Spatially-Coupled QLDPC Codes
Siyi Yang, Robert Calderbank
TL;DR
This work develops spatially-coupled quantum LDPC codes as the quantum counterpart to 2D SC-LDPC constructions, using a two-variable polynomial representation F(U,V) to certify stabilizer commutativity via the condition ⟨F(U,V),F(U^{-1},V^{-1})⟩_s=0. It introduces 2D-SC-HGP and XYZ code families with small memories that achieve higher rates (around 1/3) and robust thresholds, and provides a rigorous cycle-analysis framework to minimize short cycles that impair BP decoding.
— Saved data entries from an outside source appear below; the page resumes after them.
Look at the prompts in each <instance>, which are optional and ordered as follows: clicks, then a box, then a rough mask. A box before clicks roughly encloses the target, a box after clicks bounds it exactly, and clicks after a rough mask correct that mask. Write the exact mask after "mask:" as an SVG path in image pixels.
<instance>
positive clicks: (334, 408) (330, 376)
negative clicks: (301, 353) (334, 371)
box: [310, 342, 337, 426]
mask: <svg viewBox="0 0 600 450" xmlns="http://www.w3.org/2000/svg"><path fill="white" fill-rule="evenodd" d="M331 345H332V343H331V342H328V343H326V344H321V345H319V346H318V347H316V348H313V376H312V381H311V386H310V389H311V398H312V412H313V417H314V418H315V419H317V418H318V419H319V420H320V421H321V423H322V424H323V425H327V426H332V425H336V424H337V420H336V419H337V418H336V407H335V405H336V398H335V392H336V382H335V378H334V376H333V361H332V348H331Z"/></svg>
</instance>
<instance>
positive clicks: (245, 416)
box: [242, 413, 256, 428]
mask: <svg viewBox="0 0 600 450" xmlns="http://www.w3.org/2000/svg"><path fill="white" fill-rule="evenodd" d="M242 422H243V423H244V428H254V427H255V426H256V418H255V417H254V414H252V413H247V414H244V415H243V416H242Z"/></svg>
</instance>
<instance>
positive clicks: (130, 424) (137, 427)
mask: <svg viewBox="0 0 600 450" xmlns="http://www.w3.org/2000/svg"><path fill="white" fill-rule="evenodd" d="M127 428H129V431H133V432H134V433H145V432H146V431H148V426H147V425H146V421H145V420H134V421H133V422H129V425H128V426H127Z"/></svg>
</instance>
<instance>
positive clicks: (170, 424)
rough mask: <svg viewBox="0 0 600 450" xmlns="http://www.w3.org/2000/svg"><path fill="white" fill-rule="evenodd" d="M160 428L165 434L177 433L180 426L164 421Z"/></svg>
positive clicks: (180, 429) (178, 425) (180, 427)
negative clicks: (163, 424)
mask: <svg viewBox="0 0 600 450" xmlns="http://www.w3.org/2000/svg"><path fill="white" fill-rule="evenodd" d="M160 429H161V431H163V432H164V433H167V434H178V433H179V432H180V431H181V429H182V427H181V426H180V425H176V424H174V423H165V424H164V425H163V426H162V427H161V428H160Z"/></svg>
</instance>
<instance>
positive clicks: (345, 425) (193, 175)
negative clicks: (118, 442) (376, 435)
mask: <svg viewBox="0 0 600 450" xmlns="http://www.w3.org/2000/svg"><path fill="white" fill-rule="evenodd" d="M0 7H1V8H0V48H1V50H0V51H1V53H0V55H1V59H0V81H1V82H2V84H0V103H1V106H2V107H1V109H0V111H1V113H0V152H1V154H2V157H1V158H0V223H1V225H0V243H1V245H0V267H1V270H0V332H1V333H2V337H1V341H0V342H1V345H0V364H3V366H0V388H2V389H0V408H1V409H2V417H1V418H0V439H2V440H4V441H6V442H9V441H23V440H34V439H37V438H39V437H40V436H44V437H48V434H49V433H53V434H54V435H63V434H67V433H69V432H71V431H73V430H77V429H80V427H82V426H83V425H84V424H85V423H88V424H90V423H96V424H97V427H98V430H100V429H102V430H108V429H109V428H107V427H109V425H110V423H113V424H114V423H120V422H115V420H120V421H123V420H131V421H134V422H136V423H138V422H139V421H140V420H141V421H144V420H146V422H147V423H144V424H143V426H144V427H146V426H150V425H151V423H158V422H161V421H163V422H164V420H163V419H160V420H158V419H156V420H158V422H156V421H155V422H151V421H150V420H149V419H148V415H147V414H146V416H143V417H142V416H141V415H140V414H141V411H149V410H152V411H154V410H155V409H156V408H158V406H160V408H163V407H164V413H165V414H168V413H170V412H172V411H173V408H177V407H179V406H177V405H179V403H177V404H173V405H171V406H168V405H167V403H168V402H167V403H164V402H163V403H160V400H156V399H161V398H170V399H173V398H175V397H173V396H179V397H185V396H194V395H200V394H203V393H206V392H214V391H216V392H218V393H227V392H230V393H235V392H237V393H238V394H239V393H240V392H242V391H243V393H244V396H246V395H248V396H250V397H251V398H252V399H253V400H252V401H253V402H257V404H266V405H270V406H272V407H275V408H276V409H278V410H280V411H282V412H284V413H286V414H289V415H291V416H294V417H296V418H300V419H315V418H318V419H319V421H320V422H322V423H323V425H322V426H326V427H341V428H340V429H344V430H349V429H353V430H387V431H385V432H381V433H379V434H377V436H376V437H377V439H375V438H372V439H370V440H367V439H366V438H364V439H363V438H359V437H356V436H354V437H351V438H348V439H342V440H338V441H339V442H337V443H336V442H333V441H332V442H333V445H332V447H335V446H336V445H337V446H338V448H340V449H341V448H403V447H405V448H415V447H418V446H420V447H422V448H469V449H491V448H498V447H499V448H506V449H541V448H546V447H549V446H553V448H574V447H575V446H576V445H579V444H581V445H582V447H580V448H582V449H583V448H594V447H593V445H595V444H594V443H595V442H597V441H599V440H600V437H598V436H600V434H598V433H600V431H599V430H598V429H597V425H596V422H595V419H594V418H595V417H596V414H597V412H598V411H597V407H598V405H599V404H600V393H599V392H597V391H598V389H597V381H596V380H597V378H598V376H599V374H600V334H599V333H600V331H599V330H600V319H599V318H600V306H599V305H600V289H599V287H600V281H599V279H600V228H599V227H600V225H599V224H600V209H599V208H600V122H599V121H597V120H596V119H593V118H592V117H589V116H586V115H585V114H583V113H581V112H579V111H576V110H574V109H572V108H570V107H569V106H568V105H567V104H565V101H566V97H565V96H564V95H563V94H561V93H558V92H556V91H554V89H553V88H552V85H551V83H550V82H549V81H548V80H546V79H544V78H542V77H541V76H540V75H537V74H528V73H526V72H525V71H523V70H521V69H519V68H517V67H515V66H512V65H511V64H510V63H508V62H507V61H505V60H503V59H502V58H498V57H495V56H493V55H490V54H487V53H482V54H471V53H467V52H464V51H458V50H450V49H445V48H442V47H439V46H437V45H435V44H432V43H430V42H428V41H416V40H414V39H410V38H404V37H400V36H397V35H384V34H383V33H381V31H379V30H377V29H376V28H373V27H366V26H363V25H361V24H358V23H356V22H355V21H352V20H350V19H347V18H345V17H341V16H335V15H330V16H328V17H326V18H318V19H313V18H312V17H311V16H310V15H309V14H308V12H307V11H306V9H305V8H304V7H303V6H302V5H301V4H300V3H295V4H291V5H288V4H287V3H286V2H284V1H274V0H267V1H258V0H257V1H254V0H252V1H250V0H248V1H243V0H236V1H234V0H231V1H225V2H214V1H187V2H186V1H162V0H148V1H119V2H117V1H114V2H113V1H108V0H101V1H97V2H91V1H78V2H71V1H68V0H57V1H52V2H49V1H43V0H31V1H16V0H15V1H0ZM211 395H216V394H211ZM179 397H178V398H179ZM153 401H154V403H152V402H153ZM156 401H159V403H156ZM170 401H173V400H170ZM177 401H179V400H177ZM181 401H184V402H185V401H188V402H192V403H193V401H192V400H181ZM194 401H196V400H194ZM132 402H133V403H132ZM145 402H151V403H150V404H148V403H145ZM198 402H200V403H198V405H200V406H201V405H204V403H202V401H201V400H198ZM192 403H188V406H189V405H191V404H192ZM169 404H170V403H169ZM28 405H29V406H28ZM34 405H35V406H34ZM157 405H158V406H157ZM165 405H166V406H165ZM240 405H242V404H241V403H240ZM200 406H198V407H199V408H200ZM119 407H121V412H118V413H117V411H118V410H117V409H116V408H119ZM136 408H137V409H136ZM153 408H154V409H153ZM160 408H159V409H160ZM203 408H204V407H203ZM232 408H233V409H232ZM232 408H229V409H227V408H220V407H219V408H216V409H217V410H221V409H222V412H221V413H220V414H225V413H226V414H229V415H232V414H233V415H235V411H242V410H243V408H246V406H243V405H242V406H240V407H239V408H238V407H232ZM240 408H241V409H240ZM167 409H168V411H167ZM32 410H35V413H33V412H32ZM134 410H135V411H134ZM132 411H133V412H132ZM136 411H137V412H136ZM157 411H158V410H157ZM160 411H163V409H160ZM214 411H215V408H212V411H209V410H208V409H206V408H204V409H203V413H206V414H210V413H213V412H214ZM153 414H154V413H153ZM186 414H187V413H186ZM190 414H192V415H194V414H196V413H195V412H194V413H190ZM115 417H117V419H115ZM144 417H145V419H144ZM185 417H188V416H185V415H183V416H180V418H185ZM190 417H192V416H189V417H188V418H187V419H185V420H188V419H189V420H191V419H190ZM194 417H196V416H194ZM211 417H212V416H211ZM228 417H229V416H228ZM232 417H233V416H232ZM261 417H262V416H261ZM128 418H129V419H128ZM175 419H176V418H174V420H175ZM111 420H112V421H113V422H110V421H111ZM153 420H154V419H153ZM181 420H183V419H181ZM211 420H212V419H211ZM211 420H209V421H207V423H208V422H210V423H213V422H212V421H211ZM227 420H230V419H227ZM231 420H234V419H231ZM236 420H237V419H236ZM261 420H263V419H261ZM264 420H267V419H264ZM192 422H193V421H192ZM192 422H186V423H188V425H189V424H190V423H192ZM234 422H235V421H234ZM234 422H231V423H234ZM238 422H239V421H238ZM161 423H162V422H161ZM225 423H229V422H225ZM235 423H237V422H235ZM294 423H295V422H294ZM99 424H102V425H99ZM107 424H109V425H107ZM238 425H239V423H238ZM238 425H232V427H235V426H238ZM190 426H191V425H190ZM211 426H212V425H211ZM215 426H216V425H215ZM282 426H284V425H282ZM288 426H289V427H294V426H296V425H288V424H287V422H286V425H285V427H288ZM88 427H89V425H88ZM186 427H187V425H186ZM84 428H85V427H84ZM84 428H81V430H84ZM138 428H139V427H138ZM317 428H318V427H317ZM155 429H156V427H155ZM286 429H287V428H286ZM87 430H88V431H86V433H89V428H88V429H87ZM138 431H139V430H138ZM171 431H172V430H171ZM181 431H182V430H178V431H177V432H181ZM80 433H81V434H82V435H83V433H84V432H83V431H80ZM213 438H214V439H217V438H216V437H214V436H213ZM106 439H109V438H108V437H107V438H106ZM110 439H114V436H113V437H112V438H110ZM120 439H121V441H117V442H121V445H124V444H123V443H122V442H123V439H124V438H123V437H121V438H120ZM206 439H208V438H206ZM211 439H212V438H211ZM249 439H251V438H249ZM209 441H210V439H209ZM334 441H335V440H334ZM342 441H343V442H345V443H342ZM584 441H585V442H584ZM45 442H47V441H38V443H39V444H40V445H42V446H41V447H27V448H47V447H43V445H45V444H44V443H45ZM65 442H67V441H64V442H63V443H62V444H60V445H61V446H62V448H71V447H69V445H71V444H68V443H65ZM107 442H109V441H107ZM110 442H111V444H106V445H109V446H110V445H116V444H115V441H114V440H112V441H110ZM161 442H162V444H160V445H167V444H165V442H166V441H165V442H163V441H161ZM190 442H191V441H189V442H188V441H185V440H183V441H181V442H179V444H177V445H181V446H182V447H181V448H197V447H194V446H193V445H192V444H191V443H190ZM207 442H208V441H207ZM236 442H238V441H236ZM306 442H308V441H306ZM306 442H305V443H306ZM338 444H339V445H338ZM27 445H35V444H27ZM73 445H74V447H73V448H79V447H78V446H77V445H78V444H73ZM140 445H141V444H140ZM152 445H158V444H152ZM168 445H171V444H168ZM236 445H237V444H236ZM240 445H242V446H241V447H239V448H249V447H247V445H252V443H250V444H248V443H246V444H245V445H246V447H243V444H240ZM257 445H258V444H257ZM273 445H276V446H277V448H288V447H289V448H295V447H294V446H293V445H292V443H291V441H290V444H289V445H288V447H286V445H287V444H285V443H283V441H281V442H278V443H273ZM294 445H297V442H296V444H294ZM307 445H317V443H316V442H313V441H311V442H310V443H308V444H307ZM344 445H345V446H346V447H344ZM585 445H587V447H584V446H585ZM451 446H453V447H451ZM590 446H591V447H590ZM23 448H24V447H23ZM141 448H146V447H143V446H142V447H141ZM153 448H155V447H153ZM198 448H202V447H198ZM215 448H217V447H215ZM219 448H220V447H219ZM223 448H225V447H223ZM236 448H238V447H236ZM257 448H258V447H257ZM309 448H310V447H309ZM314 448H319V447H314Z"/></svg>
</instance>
The paper devises a gradient-based optimization (GRADE) and an alternating-optimization (AO) strategy to minimize cycles by tuning partitioning matrices, demonstrating substantial finite-length gains on depolarizing channels and revealing a rigid-cycle limit that bounds performance improvements. The findings indicate that high-performance SC-QLDPC codes can be realized with modest memory, and lay out pathways for windowed decoding and future code families with favorable trade-offs between rate, distance scaling, and decoding complexity. Overall, the algebraic 2D-SC framework enables systematic stabilizer construction, cycle-aware code optimization, and hardware-friendly implementations for quantum LDPC codes.
Abstract
Spatially-coupled (SC) codes is a class of convolutional LDPC codes that has been well investigated in classical coding theory thanks to their high performance and compatibility with low-latency decoders. We describe toric codes as quantum counterparts of classical two-dimensional spatially-coupled (2D-SC) codes, and introduce spatially-coupled quantum LDPC (SC-QLDPC) codes as a generalization. We use the convolutional structure to represent the parity check matrix of a 2D-SC code as a polynomial in two indeterminates, and derive an algebraic condition that is both necessary and sufficient for a 2D-SC code to be a stabilizer code. This algebraic framework facilitates the construction of new code families. While not the focus of this paper, we note that small memory facilitates physical connectivity of qubits, and it enables local encoding and low-latency windowed decoding. In this paper, we use the algebraic framework to optimize short cycles in the Tanner graph of 2D-SC hypergraph product (HGP) codes that arise from short cycles in either component code. While prior work focuses on QLDPC codes with rate less than 1/10, we construct 2D-SC HGP codes with small memories, higher rates (about 1/3), and superior thresholds.